The primary outcome of this study was to find the association between the values of urinary trypsinogen-2 and TAP and the severity levels of acute pancreatitis. We investigated the relative accuracy of the urine trypsinogen-2 dipstick test for the diagnosis of acute pancreatitis and attempted to reconfirm its validity with published results.
Statistical analysis
In the qualitative evaluation of urinary trypsinogen-2 dipstick test for the diagnosis of acute pancreatitis, the sensitivity and of specificity with 95% confidence interval (CI), lower bound to upper bound were calculated. In the quantitative measurement of urinary trypsinogen-2 and TAP, data were expressed as median and lower and upper quartile. Their area under the curve (AUC) scores between severe and mild pancreatitis groups were calculated by logistic regression analysis. The relationship among 3 groups evaluated by scores of CT Grade was analyzed using ordinal logistic regression. Significance was defined by a P value of < 0.05. All statistical analyses were performed using JMP® statistical software, version 8 (SAS Institute Inc., Cary, NC, United States).
RESULTS
A total of 94 patients with acute abdominal pain who were seen in the emergency centers and hospitalized at 17 medical institutions in Japan were included in this study. The mean age was 58.0 years (range: 25 to 92 years). Of these patients, 78 (82.9%) were diagnosed with acute pancreatitis and 16 (17.1%) with different diseases such as acute gastritis, biliary stones, and peptic ulcer. The characteristics of patients at enrollment are summarized in Table 2.
Table 2.
The characteristics of patients at enrollment
| Acute pancreatitis (n = 78) | Other disease (n = 16) | |
| Age, median (IQR), yr | 57 (28) | 61 (26) |
| Sex, n: male/female | 50/26 | 9/7 |
| Etiology of acute pancreatitis, n (%) | ||
| Alcohol | 26 (33.3) | |
| Gallstones | 13 (16.7) | |
| Idiopathic | 12 (15.4) | |
| Post-ERCP | 5 (6.4) | |
| Others | 22 (28.2) | |
| Prognostic factor score by JMHLW (2008) criteria (n = 78) | ||
| Mean (SD) | 0.9 (1.2) | |
| Severe acute pancreatitis (≥ 3), n (%) | 9 (11.5) | |
| Score of CT Grade by JMHLW (2008) criteria (n = 70) | ||
| Mean (SD) | 1.0 (1.2) | |
| Severe acute pancreatitis (Score ≥ 2), n (%) | 28 (40) |
The results of the urinary trypsinogen-2 dipstick test were positive in 57 of the 78 patients with acute pancreatitis (sensitivity: 73.1%, 95%CI: 0.62-0.82). Dipstick results were also positive in 6 of 16 patients with abdominal pain but no evidence of acute pancreatitis (specificity: 62.5%, 95%CI: 0.39-0.82). The positive and negative predictive values of the trypsinogen-2 dipstick test for the diagnosis of acute pancreatitis were 90.5% and 32.3%, respectively.

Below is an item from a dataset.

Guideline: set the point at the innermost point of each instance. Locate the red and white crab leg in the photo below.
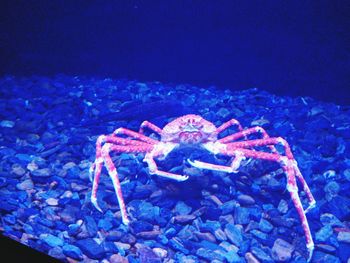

When we distributed our data at enrollment based on prognostic factors of the JMHLW criteria, the median levels of urinary trypsinogen-2 were 2.87 and 6.49 mg/dL in patients with mild and severe pancreatitis and the AUC score was 0.704, which was highest among all parameters (Table 3). It was obvious that AUC score of serum creatinine was high, because it was one of prognostic factors.
Table 3.
Urinary marker levels at enrollment in patients with severe and mild pancreatitis by prognostic factors according to the Japanese Ministry of Health, Labour and Welfare criteria (2008)[15]
|
Severity by prognostic factors |
|||||
| Severe | Mild | ||||
| No. cases | 9 | 69 | |||
| Prognostic factors: mean (SD) | 2.89 | (1.83) | 0.57 | (0.69) | |
| Age: median (LQ, UQ), yr | 48.5 | (45, 69.75) | 58 | (44, 72) | |
| Sex: male/female | 5/2 | 45/24 | |||
| Median (LQ, UQ) | AUC | ||||
| Urinary trypsinogen-2, mg/dL | 6.49 | (2.41, 208.76) | 2.87 | (0.22, 19.98) | 0.704 |
| Urinary trypsinogen-2/cre | 11.2 | (2.43, 214.05) | 6.36 | (0.31, 33.02) | 0.592 |
| Urinary TAP, ng/mL | 2.68 | (2.07, 5.22) | 2.79 | (1.25, 5.53) | 0.458 |
| Urinary TAP/cre, × 0.0001 | 6.7 | (2.40, 11.50) | 4.1 | (2.25, 7.20) | 0.631 |
| Urinary amylase, × 1000 U/L | 1.42 | (0.50, 3.16) | 1.01 | (0.40, 2.68) | 0.563 |
| Urinary amylase/cre, U/mg | 3.65 | (0.38, 8.47) | 2.22 | (0.81, 4.00) | 0.58 |
| Urinary creatinine, × 10 mg/dL | 3.63 | (3.16, 8.65) | 6.09 | (3.89, 10.24) | 0.599 |
| Serum amylase, × 100 U/L | 11.37 | (2.44, 23.37) | 6.38 | (3.46, 11.72) | 0.581 |
| Serum lipase, × 100 U/L | 5.85 | (4.41, 13.57) | 6.95 | (2.46, 16.71) | 0.508 |
| Serum creatinine, × 0.1mg/dL | 9.7 | (5.95, 19.65) | 6.75 | (5.83, 8.55) | 0.676 |
Their area under the curve scores were calculated between severe and mild pancreatitis groups by logistic regression analysis. The cases with no available data were excluded from analysis. All data were showed by median, lower quartile, and upper quartile. AUC: Area under the curve; LQ: Lower quartile; UQ: Upper quartile; TAP: Trypsinogen activation peptide.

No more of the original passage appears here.